AmorChem has invested in and spun out two new startups devoted to tackling inflammation and ocular diseases.

The VC firm separately funded both Corbin Therapeutics and SemaThera to the tune of $1 million seed cash each.

Corbin is a drug discovery platform that identifies and develops novel “USP15 inhibitors” for treatment of inflammation diseases such as multiple sclerosis. SemaThera is a Montréal biotechnology company focused on the development of novel “SEMA 3A TRAP” inhibitors for the treatment of ocular diseases such as diabetic macular edema.

AmorChem is a Montreal-based venture capital firm that invests in life science projects from Quebec-based universities and research centres. The main limited partners of the fund are Investissement-Québec, FIER Partenaires, Fonds de solidarité, FTQ and Merck & Co. It’s managed by Canadian life sciences venture capital firm GeneChem, which started back in 1997.

“Corbin Therapeutics is the perfect example of a university asset which can be turned into a drug discovery platform company around well-defined therapeutic targets,” said Dr. Inès Holzbaur, managing partner at AmorChem.

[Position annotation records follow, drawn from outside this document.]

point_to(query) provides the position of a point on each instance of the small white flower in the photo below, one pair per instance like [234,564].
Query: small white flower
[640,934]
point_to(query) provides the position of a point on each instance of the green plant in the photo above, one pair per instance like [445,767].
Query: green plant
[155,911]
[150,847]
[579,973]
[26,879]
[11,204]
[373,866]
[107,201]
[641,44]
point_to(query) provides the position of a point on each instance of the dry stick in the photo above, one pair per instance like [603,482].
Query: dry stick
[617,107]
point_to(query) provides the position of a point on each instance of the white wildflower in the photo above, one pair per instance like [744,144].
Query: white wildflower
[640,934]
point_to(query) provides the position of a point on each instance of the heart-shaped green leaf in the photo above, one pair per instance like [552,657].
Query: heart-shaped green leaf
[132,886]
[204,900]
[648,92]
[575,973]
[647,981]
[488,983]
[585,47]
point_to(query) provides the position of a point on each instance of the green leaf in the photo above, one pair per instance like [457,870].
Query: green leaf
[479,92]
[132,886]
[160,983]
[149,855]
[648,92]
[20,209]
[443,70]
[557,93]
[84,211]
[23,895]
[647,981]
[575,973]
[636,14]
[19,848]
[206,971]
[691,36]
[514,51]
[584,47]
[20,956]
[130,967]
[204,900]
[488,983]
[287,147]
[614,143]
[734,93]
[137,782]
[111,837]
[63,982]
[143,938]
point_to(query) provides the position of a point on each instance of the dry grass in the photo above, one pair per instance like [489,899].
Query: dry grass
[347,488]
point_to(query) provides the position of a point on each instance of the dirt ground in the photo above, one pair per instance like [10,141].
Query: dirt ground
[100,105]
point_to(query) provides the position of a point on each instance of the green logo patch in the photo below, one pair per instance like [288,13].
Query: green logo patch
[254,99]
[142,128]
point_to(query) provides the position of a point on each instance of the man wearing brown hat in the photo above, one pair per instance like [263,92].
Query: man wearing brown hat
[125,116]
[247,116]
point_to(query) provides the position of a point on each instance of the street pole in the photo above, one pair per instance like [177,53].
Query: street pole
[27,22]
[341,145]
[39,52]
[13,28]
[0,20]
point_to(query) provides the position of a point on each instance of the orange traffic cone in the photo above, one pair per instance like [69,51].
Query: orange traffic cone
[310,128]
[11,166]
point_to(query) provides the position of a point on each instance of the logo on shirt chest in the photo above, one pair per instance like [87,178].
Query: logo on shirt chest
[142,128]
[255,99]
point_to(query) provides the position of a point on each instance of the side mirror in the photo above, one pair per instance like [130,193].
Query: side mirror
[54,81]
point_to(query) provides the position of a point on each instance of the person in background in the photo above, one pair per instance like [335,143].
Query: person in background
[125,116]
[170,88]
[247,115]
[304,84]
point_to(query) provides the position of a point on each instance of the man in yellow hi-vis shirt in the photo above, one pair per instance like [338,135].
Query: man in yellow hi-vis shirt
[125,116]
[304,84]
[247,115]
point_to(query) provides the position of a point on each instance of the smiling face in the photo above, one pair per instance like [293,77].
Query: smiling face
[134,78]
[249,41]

Corbin seems to be a high-potential life science startup. Maxime Ranger was appointed the Montréal-based startup’s CEO, while Dr. Philippe Gros, who researched the USP15 technology, was named its scientific advisor. Ranger’s resume fits well with the startup: a serial entrepreneur in the pharmaceutical industry who specialized in drug development in oncology, hepatology, gastroenterology and metabolic conditons, such as obesity. Ranger is a Ph.D. chemist with postdoc trainings oriented to drug delivery, formulation development and nanolithography.

Dr. Gros, meanwhile, is a McGill University professor who specializes in cancer resistance to chemotherapy and genetic models of innate resistance or susceptibility to disease.

Ranger has also been announced as SemaThera’s CEO. Dr. Przemyslaw (Mike) Sapieha, who researched the SEMA 3A technology, will be appointed CSO.

The SEMA 3A technology emerged from the laboratory of Dr. Sapieha at the Hôpital Maisonneuve-Rosemont (HMR, CIUSSS de l’Est-de-l’Île-de-Montréal), who identified SEMA 3A as a novel target for ocular diseases.

“Diabetic macular edema is a common feature of retinopathies and affects a fourth of diabetic patients,” said Dr. Elizabeth Douville, Managing Partner at AmorChem. It’s the most prevalent ophthalmologic condition faced by diabetic patients and the leading cause of vision loss in adults of working age. Today, up to 40 per cent of DME patients are poor-responders to anti-VEGF therapies and intravitreal injections of SEMA 3A inhibitor is clearly seen as a promising option.”

“The spin off of SemaThera validates again the AmorChem model; identifying academic projects with high commercial potential, validating them within the academic setting and then spinning them off into companies,” added Holzbaur.